While I certainly know the output of Greg Russell & Ciaran Algar pretty well these days I was not familiar with Luke Jackson’s work at all. Jackson walks on to the stage and rich, bluesy, distinctive vocals immediately fill the room. With some dexterous guitar playing he gives a rootsy, acoustic blues feel to the contemporary singer-songwriter genre and is an immediate hit with the Cecil Sharp audience.
His often highly personal songs cover a range of topics on the trials and tribulations of modern life, from popping pills, drinking and fighting in Ain’t No Trouble, to the desperation of young suicide in the hauntingly beautiful That’s All Folks. Jackson is a prolific songwriter with three CDs of his material released already. A number of tonight’s songs are available on his excellent and highly listenable mini-album: This Family Tree. (Details here)
Greg Russell and Ciaran Algar then join Jackson on stage to provide lovely added harmonies on his final song. And after a short interval Russell and Algar return, sans Jackson, and we move from contemporary singer-songwriter to traditional folk duo. Winning the BBC’s Young Folk Award in 2013 (the same year Luke Jackson was a runner-up, incidentally, and how they first met) the duo appeared to arrive fully formed with an incredible degree of musical maturity at an impossibly young age. But they’ve continued to go from strength to strength and are now on to their third album. Russell’s rich and expressive voice simply oozes with character and passion while Algar’s fiddle-playing, always delivered with exquisite perfection, veers from the wildly energetic to the beautifully sensitive.

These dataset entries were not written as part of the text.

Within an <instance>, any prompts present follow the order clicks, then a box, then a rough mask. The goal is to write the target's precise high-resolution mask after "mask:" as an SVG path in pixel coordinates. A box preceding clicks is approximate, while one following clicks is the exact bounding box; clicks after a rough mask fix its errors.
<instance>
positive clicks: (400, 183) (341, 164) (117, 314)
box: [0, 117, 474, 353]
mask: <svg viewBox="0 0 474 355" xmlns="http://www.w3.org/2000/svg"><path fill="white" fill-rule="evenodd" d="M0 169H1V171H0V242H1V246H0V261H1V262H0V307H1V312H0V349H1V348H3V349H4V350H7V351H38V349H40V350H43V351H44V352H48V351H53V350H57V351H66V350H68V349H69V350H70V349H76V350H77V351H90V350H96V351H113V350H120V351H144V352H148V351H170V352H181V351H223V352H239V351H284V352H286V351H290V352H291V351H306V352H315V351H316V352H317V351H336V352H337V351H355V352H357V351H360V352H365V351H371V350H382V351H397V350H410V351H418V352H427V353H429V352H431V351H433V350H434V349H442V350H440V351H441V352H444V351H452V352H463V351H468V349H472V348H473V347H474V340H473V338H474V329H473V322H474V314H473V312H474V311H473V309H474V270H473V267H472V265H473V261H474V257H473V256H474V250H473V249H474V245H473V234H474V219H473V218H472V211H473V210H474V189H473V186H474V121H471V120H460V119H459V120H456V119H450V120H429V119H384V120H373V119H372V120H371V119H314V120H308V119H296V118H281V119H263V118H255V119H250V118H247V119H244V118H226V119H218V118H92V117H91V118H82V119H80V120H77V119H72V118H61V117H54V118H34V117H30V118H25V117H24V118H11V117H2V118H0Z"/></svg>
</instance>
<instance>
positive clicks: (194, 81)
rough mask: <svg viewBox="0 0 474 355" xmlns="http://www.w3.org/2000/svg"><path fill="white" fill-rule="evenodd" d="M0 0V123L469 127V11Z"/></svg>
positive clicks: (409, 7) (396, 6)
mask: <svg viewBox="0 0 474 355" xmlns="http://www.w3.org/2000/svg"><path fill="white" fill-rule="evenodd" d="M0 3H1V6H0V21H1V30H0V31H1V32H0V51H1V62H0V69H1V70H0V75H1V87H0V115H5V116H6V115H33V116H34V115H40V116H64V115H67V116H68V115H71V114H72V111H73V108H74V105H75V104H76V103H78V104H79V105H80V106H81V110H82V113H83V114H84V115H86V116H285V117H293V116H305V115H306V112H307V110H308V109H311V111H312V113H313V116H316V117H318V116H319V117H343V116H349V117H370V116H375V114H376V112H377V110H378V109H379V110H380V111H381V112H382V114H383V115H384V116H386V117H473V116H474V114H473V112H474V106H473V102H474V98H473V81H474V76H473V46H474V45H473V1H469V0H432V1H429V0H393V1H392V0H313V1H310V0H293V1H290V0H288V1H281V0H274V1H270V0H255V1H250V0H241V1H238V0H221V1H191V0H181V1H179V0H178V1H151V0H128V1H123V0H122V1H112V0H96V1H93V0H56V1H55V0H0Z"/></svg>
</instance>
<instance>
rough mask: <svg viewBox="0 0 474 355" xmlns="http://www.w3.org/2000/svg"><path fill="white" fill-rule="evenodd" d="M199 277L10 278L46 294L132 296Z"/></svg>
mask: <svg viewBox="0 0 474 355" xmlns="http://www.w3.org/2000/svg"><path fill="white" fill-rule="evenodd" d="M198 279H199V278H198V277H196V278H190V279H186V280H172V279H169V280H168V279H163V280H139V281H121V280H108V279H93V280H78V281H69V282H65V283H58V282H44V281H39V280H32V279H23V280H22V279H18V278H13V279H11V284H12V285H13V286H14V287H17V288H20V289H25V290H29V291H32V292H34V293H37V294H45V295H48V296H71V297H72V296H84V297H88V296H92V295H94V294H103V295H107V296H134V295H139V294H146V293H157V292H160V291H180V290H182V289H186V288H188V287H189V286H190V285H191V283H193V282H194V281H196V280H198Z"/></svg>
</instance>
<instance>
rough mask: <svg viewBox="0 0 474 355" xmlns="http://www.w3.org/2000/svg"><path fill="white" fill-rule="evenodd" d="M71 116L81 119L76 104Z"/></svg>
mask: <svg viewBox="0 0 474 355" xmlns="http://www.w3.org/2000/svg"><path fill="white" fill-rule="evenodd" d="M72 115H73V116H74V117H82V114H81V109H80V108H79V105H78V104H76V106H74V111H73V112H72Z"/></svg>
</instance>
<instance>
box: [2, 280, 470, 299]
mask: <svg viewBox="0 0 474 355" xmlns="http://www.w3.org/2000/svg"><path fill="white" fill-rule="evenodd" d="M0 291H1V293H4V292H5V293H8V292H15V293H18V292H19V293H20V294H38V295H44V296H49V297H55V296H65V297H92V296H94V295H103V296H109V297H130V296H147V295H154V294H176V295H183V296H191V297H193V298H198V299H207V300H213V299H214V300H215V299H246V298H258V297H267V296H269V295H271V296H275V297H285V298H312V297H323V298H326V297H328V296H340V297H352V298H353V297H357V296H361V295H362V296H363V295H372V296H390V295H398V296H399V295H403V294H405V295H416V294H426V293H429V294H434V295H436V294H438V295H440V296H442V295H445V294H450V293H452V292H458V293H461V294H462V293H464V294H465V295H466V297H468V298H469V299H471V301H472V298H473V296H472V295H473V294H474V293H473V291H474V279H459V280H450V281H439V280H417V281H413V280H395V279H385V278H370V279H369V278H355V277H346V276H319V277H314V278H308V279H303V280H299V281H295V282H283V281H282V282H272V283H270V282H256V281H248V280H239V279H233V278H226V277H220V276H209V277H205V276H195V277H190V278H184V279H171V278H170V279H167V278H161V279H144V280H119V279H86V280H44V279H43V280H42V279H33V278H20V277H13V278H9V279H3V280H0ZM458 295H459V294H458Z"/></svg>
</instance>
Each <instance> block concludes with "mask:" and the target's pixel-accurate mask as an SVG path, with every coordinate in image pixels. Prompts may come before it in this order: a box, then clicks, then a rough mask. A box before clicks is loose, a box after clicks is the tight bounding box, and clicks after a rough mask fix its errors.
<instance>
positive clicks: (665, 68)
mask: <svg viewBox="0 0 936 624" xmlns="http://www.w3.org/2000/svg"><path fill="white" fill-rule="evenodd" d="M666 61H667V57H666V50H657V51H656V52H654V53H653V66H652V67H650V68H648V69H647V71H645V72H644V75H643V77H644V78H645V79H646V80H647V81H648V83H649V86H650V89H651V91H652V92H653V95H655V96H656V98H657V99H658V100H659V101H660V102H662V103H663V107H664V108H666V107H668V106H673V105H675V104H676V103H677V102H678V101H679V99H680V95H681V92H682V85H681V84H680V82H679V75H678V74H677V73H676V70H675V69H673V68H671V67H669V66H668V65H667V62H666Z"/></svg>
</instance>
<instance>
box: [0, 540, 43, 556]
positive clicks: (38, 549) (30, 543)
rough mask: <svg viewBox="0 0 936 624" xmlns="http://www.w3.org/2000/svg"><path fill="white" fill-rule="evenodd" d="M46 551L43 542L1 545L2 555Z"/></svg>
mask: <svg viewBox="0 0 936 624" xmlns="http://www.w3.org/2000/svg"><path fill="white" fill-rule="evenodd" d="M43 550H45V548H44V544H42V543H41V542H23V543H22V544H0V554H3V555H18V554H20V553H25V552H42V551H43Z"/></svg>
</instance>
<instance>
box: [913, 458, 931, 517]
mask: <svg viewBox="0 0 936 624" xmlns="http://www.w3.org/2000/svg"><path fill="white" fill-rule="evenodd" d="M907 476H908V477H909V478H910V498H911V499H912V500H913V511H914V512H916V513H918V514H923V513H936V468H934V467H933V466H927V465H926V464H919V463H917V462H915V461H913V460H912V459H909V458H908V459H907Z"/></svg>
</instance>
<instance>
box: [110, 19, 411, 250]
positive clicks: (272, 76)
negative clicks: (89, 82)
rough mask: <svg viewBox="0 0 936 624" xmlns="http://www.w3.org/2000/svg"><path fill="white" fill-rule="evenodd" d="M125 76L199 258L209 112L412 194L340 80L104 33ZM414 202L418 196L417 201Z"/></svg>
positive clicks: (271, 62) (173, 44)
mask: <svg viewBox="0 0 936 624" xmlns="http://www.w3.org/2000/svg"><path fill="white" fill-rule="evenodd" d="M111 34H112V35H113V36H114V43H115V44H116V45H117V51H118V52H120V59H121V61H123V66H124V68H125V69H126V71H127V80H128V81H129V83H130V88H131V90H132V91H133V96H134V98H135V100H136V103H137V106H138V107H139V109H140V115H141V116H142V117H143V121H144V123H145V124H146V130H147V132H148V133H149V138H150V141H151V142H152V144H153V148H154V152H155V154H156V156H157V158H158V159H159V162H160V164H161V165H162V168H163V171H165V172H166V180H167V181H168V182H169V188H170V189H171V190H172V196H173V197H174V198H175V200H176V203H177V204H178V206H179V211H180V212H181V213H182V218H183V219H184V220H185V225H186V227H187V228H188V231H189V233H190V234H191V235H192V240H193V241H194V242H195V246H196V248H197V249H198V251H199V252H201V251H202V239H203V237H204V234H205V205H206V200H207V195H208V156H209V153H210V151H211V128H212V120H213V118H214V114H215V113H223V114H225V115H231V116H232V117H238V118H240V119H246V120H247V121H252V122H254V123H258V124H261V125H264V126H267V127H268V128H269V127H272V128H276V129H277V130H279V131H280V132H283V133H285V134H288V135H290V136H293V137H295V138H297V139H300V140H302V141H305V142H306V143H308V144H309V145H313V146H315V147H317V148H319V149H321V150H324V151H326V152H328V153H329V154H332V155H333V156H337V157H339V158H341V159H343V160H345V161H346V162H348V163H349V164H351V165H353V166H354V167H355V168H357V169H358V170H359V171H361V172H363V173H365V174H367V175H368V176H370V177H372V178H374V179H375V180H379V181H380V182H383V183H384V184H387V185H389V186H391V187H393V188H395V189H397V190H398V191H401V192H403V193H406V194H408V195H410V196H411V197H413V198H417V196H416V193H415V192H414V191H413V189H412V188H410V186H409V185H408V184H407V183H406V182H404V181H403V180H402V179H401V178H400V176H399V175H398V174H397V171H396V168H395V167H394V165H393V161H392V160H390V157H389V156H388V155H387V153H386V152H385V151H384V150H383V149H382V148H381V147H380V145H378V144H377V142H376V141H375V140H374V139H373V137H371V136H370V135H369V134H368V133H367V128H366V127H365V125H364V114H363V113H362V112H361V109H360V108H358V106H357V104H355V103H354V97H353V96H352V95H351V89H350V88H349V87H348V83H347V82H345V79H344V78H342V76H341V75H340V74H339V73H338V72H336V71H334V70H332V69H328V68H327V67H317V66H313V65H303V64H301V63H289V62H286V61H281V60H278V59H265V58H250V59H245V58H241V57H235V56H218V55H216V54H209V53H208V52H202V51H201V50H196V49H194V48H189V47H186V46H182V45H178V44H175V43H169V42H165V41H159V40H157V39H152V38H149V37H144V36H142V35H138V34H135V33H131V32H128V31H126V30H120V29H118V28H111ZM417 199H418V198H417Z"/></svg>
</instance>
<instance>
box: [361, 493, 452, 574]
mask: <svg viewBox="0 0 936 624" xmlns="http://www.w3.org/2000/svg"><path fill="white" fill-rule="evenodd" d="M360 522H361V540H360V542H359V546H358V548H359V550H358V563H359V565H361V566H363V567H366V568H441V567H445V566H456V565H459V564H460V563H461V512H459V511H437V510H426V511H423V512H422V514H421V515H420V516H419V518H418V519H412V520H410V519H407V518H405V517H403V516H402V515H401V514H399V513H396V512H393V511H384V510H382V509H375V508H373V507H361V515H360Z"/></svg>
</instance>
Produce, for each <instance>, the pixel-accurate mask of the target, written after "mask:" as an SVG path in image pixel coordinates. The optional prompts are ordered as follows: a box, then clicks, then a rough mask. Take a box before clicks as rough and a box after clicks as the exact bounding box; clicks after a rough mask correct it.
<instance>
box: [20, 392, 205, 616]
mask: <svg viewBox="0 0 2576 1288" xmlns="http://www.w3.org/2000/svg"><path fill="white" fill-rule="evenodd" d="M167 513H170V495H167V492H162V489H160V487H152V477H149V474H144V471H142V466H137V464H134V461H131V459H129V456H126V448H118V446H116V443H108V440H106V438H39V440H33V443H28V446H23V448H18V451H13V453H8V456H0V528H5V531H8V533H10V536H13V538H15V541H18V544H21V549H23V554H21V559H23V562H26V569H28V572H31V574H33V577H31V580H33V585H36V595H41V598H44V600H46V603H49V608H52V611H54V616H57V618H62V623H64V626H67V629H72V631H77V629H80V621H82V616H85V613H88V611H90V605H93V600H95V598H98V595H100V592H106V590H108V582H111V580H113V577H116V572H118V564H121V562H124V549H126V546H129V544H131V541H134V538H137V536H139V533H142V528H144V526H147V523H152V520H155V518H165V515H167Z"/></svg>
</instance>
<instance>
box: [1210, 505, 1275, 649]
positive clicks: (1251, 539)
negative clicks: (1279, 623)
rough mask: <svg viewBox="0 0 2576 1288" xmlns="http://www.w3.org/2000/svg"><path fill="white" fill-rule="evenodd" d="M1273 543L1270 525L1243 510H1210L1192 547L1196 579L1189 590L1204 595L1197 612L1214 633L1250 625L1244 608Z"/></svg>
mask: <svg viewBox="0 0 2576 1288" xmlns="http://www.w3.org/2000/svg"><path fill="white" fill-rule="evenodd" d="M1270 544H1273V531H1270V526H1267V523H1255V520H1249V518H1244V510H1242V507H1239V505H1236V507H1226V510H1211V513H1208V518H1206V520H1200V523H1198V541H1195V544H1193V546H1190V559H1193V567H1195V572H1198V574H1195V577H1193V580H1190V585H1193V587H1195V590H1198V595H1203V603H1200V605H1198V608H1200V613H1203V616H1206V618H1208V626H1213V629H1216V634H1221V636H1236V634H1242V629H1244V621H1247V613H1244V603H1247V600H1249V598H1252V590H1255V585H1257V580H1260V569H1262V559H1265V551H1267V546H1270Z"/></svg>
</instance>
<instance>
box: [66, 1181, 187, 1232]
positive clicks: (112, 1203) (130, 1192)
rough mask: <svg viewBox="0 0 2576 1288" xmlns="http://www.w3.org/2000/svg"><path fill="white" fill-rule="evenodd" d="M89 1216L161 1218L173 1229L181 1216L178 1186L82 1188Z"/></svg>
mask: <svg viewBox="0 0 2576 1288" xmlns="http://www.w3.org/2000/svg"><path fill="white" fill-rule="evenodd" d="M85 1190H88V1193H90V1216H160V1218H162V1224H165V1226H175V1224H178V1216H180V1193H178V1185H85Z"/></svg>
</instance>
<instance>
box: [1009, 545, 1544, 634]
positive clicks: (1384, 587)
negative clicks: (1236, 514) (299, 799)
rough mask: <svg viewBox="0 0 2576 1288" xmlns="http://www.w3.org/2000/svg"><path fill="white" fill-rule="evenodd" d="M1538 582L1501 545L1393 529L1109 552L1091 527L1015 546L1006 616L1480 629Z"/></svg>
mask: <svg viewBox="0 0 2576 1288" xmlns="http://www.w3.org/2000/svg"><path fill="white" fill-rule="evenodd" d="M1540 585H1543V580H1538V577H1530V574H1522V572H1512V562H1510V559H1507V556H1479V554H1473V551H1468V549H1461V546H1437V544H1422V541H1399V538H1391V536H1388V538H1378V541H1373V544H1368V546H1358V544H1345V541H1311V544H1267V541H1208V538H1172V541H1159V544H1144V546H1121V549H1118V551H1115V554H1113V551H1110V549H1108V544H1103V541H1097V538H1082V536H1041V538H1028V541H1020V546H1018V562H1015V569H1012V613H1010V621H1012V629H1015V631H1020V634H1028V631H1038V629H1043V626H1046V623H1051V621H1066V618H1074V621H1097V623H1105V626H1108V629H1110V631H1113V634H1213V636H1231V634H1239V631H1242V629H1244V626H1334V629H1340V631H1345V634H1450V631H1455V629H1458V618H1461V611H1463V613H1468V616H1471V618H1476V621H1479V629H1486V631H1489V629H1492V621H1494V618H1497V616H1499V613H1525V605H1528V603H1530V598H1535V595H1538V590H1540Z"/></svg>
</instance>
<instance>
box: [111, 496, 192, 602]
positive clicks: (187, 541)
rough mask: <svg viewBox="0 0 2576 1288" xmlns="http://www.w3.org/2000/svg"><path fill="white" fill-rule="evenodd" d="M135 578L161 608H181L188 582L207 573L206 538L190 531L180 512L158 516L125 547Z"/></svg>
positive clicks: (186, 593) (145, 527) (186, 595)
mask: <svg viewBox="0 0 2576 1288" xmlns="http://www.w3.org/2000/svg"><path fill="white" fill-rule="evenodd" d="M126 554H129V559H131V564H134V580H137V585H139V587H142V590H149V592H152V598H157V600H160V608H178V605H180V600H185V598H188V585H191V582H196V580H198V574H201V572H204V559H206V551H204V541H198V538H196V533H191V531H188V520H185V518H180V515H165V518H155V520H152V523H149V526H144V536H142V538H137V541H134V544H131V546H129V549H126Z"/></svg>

They are touring in support of their new album The Silent Majority, released just last month, and we get to hear a number of songs from that tonight including the title track itself, a cover of the Lionel McClelland song which serves as a warning of the tragedies that unfold when “the silent majority stays silent”. Another highlight is George, a great Glasgow-based drinking song, as well as a beautiful version of Rolling Down The Ryburn. It’s not just about the new album though and we also get some well-chosen favourites from their first two albums including The Queen’s Lover, written when a 17 year-old Russell was studying for his history AS level, and Away From The Pits, written by Ciaran Algar’s father, Chris, a homage to his native Stoke On Trent.
Luke Jackson, who was joined by Russell and Algar for the final song of his set, returns the favour and comes back on to accompany the duo for their last song: three talented musicians, two very different acts but one highly entertaining evening. Another very successful night for Cecil Sharp House.